Bazemore has scored over 20 points six times this season but never in consecutive games. The first time that he did so was on Nov. 1 and the most recent just last week. On top of that, he’s poured in double-digits in 11 other contests. As if on queue, Bazemore has stepped up as a reliable scoring option, permanently ready and waiting to be activated as a focal scoring option if and when his team needs him. He’s shot a career high .426 from beyond the arc this season (which has caught the attention of Peachtree Hoops’ Kris Willis – see below) and has already pumped out a higher number of win shares this year than the rest of his brief career combined.
Kent Bazemore’s shot chart this season. Has anyone improved more as a three-point shooter? pic.twitter.com/atMLxC9Y3c
— Kris Willis (@Kris_Willis) January 8, 2016
The Hawks are a well-oiled machine quickly becoming an inspiration in the East, so credit Budenholzer and the executive staff with establishing the self-sustaining organizational structure, but don’t let the plug-and-play nature of their system diminish what it is that Bazemore is doing in his age-26 season. His spot among the collective’s conscious is growing too. When the 2015-16 campaign broke in late October, Bazemore was owned in 25% of Sports.ws fantasy basketball leagues – yesterday that figure was all the way up to 72%.
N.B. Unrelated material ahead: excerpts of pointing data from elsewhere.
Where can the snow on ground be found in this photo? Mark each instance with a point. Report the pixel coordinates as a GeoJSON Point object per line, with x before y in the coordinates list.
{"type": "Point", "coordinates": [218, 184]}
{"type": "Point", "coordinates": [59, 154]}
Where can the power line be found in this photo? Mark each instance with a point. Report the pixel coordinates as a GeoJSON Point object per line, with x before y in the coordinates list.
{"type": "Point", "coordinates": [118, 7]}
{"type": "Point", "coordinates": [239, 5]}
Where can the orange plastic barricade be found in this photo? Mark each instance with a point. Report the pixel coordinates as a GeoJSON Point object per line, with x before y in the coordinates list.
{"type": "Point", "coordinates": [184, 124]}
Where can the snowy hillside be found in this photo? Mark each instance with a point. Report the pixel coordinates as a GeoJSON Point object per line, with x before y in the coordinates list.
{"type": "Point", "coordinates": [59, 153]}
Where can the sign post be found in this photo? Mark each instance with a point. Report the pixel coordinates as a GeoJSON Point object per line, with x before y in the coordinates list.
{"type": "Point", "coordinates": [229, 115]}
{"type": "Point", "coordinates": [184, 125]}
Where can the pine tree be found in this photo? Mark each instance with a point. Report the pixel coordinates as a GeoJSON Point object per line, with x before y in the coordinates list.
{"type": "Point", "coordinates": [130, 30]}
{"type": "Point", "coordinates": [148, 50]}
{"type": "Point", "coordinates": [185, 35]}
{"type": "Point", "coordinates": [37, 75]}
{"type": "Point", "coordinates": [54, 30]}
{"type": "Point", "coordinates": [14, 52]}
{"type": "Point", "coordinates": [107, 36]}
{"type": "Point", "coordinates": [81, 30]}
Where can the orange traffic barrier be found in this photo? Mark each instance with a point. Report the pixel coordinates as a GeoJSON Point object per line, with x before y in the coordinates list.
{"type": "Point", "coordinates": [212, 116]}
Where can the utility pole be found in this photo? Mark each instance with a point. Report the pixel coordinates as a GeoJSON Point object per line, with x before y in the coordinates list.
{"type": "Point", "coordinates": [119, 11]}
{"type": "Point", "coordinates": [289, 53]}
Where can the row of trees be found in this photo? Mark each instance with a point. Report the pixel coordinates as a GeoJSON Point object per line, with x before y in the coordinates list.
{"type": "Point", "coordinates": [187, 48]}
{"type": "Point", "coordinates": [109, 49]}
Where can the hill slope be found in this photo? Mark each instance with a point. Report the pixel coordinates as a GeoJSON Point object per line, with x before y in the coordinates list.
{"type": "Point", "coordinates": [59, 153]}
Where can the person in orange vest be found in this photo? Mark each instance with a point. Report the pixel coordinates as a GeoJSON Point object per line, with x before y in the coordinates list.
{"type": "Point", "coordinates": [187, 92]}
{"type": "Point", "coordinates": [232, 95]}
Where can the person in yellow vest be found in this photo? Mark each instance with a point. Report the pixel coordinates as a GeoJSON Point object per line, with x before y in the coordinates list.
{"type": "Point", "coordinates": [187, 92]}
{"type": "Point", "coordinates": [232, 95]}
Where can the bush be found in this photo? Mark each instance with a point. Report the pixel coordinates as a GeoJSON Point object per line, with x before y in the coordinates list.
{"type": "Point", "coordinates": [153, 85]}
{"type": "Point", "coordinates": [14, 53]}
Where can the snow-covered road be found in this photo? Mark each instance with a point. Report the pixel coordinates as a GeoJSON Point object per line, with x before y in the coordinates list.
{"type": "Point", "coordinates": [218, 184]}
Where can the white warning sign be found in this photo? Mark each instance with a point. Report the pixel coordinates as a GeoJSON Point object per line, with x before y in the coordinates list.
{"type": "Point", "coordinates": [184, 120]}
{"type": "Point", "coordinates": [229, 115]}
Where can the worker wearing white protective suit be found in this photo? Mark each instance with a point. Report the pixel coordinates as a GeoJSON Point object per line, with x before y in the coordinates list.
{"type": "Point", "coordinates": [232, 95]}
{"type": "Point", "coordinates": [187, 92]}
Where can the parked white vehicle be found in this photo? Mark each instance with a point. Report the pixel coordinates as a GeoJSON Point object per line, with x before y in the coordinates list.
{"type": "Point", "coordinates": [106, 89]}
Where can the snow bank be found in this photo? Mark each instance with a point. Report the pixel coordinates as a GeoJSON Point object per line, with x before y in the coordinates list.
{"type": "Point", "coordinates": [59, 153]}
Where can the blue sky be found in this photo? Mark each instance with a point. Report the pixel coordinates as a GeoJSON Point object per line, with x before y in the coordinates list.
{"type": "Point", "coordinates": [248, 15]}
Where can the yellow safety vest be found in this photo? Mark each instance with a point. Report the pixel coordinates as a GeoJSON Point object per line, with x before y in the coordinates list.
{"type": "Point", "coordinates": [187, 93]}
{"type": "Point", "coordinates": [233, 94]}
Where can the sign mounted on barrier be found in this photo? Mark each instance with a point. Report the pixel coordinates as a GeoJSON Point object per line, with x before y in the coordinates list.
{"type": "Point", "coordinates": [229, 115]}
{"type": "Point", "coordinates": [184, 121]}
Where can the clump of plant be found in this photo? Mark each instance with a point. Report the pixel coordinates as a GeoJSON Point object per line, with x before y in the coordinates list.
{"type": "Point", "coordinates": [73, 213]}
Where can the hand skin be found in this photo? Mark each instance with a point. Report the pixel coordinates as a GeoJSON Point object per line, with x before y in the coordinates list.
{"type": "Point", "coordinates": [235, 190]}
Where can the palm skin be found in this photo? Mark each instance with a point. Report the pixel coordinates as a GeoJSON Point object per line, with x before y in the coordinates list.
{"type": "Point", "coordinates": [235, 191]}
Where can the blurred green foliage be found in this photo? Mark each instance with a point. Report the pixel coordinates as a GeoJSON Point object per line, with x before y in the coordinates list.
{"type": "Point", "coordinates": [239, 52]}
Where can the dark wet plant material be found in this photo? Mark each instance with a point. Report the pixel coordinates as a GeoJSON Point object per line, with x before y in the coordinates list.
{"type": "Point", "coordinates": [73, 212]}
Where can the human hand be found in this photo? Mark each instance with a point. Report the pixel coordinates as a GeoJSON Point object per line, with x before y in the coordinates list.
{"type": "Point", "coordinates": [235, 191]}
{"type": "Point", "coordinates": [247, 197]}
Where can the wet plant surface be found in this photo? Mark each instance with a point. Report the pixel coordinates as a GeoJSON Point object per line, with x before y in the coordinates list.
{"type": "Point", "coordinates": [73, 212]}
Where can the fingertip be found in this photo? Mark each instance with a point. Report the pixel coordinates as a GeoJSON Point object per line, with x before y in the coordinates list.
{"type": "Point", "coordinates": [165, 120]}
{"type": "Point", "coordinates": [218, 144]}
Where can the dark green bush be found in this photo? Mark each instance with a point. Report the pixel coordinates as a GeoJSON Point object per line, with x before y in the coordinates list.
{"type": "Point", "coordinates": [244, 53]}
Not only has Bazemore boosted his career stock as Atlanta’s go-to small forward while improving both his “Three” and his “D”, he’s made a habit of squeezing juicy stat lines out of every single opportunity that he comes across.
As for these opportunities, while it may have taken him a few years to find and secure the truly meaningful ones, we don’t see them going anywhere any time soon.